Every air conditioning system has an expansion valve or some other similar device that is designed to reduce the pressure of the refrigerant in the system. Even though the expansion valve is a simple device without any moving parts, it is the key to the air conditioning system in your car.
The air conditioning system in your vehicle is split into two halves, a high-pressure side, and a low-pressure side. The high-pressure side starts at the compressor and ends at the expansion valve and the low-pressure side starts at the expansion valve and ends at the compressor again. These two devices have similar, but opposite tasks of either increasing or decreasing the pressure. The real question is, why would you want to increase the refrigerant pressure in your air conditioning system if you were going to allow it to drop back to a low pressure just a few moments later?
The reason for this seemingly pointless path for the refrigerant in your system is to take advantage of the cooling effect you get when allowing a high-pressure fluid to quickly decompress. You may have experienced this when using a can of spray paint. If you empty the can quickly you will notice the can becoming cold in your hand. The expansion valve in your vehicle creates the same effect by allowing the refrigerant to decompress quickly. This causes the refrigerant to be cooled down near 32 degrees in your car! This cold refrigerant is then sent to the evaporator in your car where it can cool the air in your cabin.
The expansion valve is critical to the operation of your air conditioning so if it is malfunctioning, it can easily render your air conditioning system inoperable. The expansion valve is a usually just a very small opening with an expansion void after the opening so really the only way the expansion valve can malfunction is if it becomes clogged.
During normal use, there isn’t any reason that the expansion valve should get clogged. Your air conditioning system is a closed system so it is normally impossible for any debris to enter the system. One way the expansion valve could get clogged is if there was a leak in the system where it was open to the atmosphere and contamination entered the system that way. Another way the expansion valve could get clogged is from wear products from your compressor if it is starting to fail. Lastly, an expansion valve could get clogged if low-quality refrigerants are used or low-quality leak stop products.

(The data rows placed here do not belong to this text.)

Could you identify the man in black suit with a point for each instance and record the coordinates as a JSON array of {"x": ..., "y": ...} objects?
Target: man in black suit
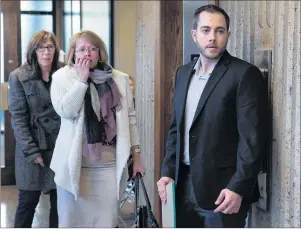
[{"x": 218, "y": 131}]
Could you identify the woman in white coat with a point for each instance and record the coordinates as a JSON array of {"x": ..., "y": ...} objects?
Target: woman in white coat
[{"x": 98, "y": 133}]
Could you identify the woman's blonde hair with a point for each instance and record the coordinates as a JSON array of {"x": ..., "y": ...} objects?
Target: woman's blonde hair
[{"x": 94, "y": 39}]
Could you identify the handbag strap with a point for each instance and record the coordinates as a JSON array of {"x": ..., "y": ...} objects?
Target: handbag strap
[{"x": 136, "y": 196}]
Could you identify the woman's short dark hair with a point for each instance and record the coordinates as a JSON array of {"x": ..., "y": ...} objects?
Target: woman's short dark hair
[
  {"x": 210, "y": 9},
  {"x": 38, "y": 39}
]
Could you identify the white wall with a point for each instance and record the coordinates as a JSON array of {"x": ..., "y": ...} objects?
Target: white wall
[
  {"x": 95, "y": 18},
  {"x": 125, "y": 36}
]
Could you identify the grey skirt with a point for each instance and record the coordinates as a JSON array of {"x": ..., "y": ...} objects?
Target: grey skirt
[{"x": 97, "y": 205}]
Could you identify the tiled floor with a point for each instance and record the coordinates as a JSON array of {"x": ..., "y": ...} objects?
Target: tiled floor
[{"x": 9, "y": 197}]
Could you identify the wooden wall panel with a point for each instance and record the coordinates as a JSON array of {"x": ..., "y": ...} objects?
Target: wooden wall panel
[{"x": 11, "y": 27}]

Some leak stop products use tiny particulates to literally clog up leak spaces in your air conditioning system to help keep refrigerant contained. These leak stop products can often clog your expansion valve as well rendering your system inoperable. You can prove you’ve got a clogged expansion valve by measuring the pressures around your system and checking for an abnormally high pressure on the high-pressure side of the system along with no cooling effect.